Tim selbst, der im Prozess von 2 Anwälten aus Berlin vertreten wurde, verweigerte die Aussage. Ein Gutachten eines Anthropologen sollte klären, ob die eine Person mit dem Megafon und mit der Mütze wirklich Tim ist. Die vergleichbaren Merkmale stimmten überein, was dann bedeutete, dass beide Personen zu 95 %iger Wahrscheinlichkeit identisch sind. Die Verteidigung legte in ihrem Plädoyer dar, dass schon die Staatsanwaltschaft von der Polizei entmachtet wurde, indem die Polizei Videomaterial manipulierte und nannte das Verfahren "hart an der Grenze zur Rechtsstaatlichkeit." Außerdem erklärte die Verteidigung nocheinmal, dass es Sinn macht, wie es im aktuellen Gesetz steht, dass Demonstrationsteilnehmer nicht für Straftaten anderer Demonstrationsteilnehmer bestraft werden können, auch nicht bei Landfriedensbruch, eben weil sonst die Teilnahme an einer Demonstration zum Haftungsrisiko für jeden einzelnen Teilnehmer werden könnte und damit das Demonstrationsrecht nicht mehr sinnvoll wahrgenommen werden könnte. Doch gerade in Sachsen scheint dieses Prinzip nicht nur bei Behörden, sondern auch in weiten Bevölkerungskreisen unbekannt zu sein. Das Urteil, das der Richter am 6. Dezember nach 7 Stunden sprach, lautete: Geldstrafe von 90 Tagessätzen wegen Beleidigung plus die Hälfte der Verfahrenskosten für Tim.

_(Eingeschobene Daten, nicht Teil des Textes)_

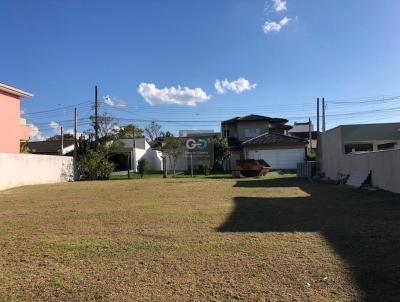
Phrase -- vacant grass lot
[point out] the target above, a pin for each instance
(199, 240)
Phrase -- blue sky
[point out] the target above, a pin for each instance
(342, 50)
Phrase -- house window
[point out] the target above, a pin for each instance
(349, 148)
(386, 146)
(251, 132)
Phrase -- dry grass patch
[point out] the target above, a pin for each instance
(198, 240)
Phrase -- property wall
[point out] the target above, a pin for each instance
(29, 169)
(10, 128)
(385, 165)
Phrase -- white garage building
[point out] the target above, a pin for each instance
(280, 151)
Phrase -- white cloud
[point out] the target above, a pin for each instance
(55, 126)
(35, 134)
(279, 5)
(171, 95)
(270, 26)
(238, 86)
(113, 101)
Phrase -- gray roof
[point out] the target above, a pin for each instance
(368, 132)
(48, 146)
(256, 117)
(270, 138)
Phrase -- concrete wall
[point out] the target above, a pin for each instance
(385, 165)
(143, 150)
(11, 130)
(29, 169)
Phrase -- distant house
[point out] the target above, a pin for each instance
(52, 147)
(198, 150)
(369, 152)
(303, 130)
(186, 133)
(127, 155)
(13, 128)
(261, 137)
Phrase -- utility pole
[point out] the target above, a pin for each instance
(62, 141)
(317, 115)
(191, 162)
(75, 144)
(127, 165)
(323, 115)
(309, 135)
(96, 116)
(133, 150)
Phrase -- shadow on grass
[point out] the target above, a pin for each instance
(362, 226)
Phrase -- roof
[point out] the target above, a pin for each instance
(302, 123)
(370, 132)
(14, 91)
(270, 138)
(48, 146)
(256, 117)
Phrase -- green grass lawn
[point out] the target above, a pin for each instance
(275, 238)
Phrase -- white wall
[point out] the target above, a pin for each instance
(143, 150)
(30, 169)
(385, 165)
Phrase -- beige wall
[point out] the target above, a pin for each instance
(30, 169)
(262, 126)
(385, 165)
(238, 129)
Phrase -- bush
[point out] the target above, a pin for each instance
(142, 166)
(205, 168)
(95, 166)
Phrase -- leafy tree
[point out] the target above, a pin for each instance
(95, 166)
(24, 148)
(221, 149)
(142, 166)
(153, 131)
(173, 148)
(205, 168)
(168, 134)
(127, 132)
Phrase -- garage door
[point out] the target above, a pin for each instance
(279, 158)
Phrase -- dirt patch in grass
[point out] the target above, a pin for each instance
(199, 240)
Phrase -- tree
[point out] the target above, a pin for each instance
(153, 131)
(57, 137)
(95, 166)
(173, 148)
(221, 149)
(142, 166)
(127, 132)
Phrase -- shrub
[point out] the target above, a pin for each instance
(205, 168)
(142, 166)
(95, 166)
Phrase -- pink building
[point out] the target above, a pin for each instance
(13, 128)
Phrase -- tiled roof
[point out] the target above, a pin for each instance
(48, 146)
(270, 138)
(256, 117)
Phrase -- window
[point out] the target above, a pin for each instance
(386, 146)
(251, 132)
(358, 148)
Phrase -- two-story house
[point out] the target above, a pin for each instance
(262, 137)
(13, 128)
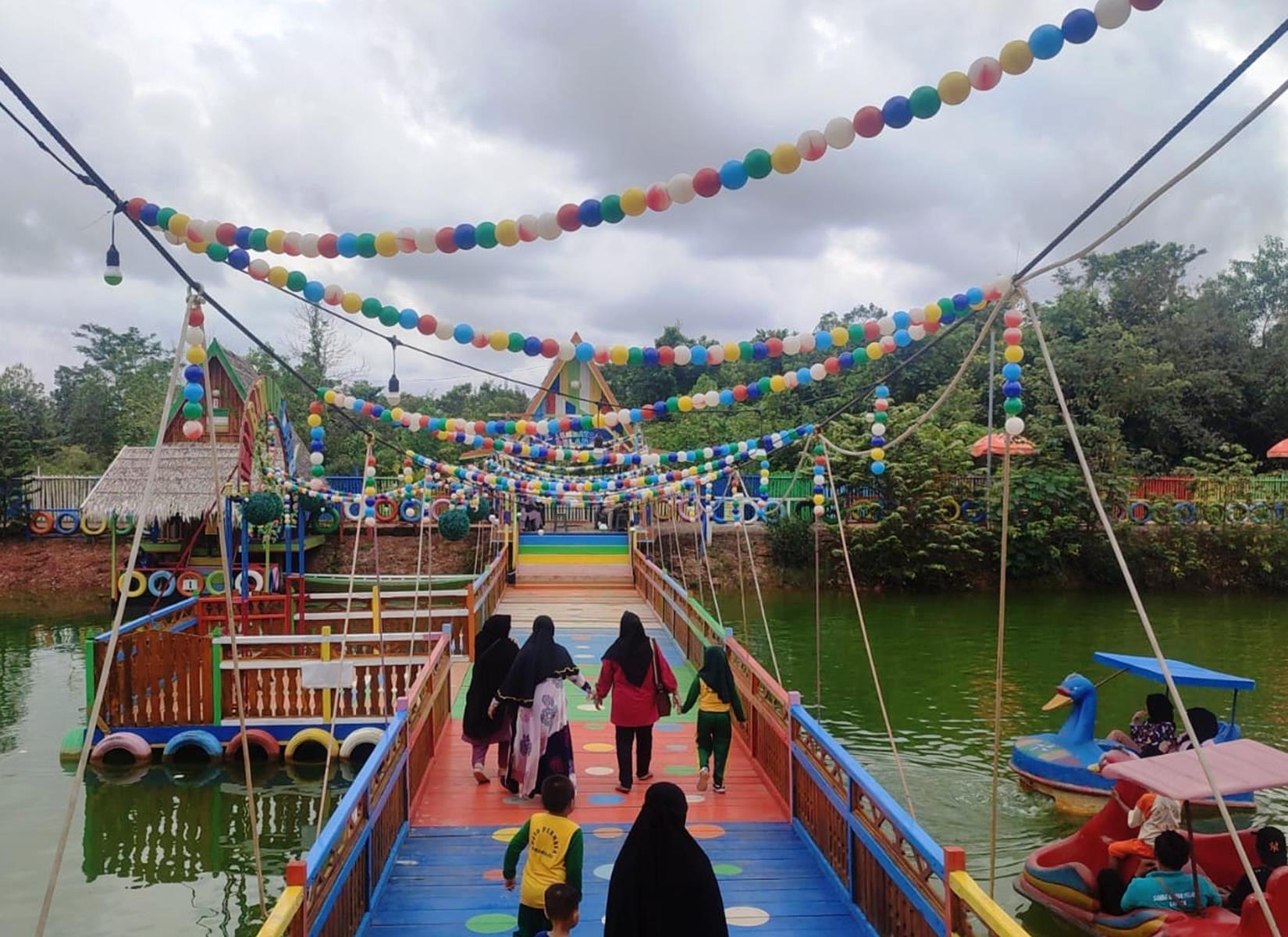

Nicht ganz unwichtig und noch zu erwähnen wäre, dass Tim bei der Linkspartei angestellt ist. Schließlich wurden viele Prozesse im Zusammenhang mit Anti-Naziprotesten zum 13. Februar gegen Mitglieder der Linkspartei oder ihr nahe stehenden Personen geführt. Die Tochter von Lothar König, dessen Verfahren am 10. November gegen Zahlung einer Geldstrafe eingestellt wurde, ist Landtagsabgeordnete für die Linke in Thüringen. Die Dresdner Staatsanwaltschaft führt derzeit ein Verfahren gegen Thüringens linken Ministerpräsident Bodo Ramelow und der sächsische Landtagsabgeordnete Falk Neubert wurde am 28. Mai 2014 zu 1.500 Euro Strafe wegen "grober Störung eines genehmigten Aufzuges" verurteilt.

Kommentare
12.01.2015 / 07:21 hikE, Radio Unerhört Marburg (RUM)
in Frühschicht 12.1.2015
gesendet. Danke!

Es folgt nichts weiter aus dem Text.